Attack the Messages, Not the Agents: A Multi-round Adaptive Stealthy Tampering Framework for LLM-MAS
- URL: http://arxiv.org/abs/2508.03125v1
- Date: Tue, 05 Aug 2025 06:14:53 GMT
- Title: Attack the Messages, Not the Agents: A Multi-round Adaptive Stealthy Tampering Framework for LLM-MAS
- Authors: Bingyu Yan, Ziyi Zhou, Xiaoming Zhang, Chaozhuo Li, Ruilin Zeng, Yirui Qi, Tianbo Wang, Litian Zhang,
- Abstract summary: Large language model-based multi-agent systems (LLM-MAS) effectively accomplish complex and dynamic tasks through inter-agent communication.<n>Existing attack methods targeting LLM-MAS either compromise agent internals or rely on direct and overt persuasion.<n>We propose MAST, a Multi-round Adaptive Stealthy Tampering framework designed to exploit communication vulnerabilities within the system.

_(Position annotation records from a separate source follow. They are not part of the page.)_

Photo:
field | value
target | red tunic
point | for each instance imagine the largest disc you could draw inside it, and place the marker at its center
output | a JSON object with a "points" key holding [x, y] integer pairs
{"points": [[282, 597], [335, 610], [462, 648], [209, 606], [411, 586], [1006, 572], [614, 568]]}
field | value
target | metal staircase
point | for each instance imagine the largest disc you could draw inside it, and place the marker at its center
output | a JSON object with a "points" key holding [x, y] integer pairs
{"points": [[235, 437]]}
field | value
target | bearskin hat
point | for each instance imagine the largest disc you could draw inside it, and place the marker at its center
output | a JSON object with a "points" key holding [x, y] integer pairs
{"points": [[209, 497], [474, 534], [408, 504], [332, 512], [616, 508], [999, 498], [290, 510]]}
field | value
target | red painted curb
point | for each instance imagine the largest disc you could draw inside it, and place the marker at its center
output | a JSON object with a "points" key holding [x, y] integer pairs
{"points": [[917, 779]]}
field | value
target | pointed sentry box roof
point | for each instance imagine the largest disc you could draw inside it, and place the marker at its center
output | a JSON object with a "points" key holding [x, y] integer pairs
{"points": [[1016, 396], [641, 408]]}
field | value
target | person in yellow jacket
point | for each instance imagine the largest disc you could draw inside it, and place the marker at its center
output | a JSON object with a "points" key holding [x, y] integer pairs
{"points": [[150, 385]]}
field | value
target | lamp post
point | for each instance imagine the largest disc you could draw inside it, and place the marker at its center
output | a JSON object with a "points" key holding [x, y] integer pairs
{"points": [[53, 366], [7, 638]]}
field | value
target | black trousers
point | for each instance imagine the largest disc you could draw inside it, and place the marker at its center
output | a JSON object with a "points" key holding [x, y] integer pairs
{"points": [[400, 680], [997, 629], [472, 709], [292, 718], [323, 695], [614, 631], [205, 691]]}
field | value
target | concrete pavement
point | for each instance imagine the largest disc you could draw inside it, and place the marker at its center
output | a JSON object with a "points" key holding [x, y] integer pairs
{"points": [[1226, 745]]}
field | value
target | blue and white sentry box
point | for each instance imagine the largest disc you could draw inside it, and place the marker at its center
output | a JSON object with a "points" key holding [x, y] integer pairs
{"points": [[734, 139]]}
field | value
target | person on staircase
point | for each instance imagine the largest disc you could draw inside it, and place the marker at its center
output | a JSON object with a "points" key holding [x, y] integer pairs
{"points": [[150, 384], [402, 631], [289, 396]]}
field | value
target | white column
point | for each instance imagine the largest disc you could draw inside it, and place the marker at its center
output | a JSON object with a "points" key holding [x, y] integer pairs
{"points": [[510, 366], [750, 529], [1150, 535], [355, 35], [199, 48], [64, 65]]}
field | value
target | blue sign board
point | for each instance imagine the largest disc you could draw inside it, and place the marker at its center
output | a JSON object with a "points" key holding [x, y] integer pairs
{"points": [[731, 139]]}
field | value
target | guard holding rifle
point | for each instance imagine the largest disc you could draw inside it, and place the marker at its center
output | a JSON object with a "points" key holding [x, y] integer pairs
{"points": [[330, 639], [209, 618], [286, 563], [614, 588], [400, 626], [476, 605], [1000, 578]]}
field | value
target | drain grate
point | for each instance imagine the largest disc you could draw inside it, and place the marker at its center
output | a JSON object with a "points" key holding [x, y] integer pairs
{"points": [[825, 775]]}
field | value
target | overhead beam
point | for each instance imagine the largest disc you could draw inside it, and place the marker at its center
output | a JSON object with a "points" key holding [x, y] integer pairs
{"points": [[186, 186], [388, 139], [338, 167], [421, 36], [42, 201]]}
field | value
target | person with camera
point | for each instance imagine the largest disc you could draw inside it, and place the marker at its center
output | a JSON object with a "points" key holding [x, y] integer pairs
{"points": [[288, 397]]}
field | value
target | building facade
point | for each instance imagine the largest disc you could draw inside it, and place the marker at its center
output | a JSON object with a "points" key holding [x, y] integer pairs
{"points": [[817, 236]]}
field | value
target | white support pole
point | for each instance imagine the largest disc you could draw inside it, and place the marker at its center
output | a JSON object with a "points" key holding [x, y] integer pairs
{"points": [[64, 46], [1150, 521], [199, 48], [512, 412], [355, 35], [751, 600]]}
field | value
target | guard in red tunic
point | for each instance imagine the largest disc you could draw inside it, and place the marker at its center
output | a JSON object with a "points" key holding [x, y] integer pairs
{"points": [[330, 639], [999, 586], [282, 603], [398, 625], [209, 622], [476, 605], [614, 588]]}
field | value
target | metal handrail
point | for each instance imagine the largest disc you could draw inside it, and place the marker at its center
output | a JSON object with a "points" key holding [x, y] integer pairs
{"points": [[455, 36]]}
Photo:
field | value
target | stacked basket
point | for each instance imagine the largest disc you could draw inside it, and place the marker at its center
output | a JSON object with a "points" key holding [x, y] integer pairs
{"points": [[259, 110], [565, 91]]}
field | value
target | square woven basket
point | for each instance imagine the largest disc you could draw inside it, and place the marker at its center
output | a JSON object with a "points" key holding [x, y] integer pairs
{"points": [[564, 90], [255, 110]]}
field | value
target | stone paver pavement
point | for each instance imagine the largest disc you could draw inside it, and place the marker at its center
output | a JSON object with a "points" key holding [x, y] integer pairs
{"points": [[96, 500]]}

- Score: 12.649568006596956
- License: http://arxiv.org/licenses/nonexclusive-distrib/1.0/
- Abstract: Large language model-based multi-agent systems (LLM-MAS) effectively accomplish complex and dynamic tasks through inter-agent communication, but this reliance introduces substantial safety vulnerabilities. Existing attack methods targeting LLM-MAS either compromise agent internals or rely on direct and overt persuasion, which limit their effectiveness, adaptability, and stealthiness. In this paper, we propose MAST, a Multi-round Adaptive Stealthy Tampering framework designed to exploit communication vulnerabilities within the system. MAST integrates Monte Carlo Tree Search with Direct Preference Optimization to train an attack policy model that adaptively generates effective multi-round tampering strategies. Furthermore, to preserve stealthiness, we impose dual semantic and embedding similarity constraints during the tampering process. Comprehensive experiments across diverse tasks, communication architectures, and LLMs demonstrate that MAST consistently achieves high attack success rates while significantly enhancing stealthiness compared to baselines. These findings highlight the effectiveness, stealthiness, and adaptability of MAST, underscoring the need for robust communication safeguards in LLM-MAS.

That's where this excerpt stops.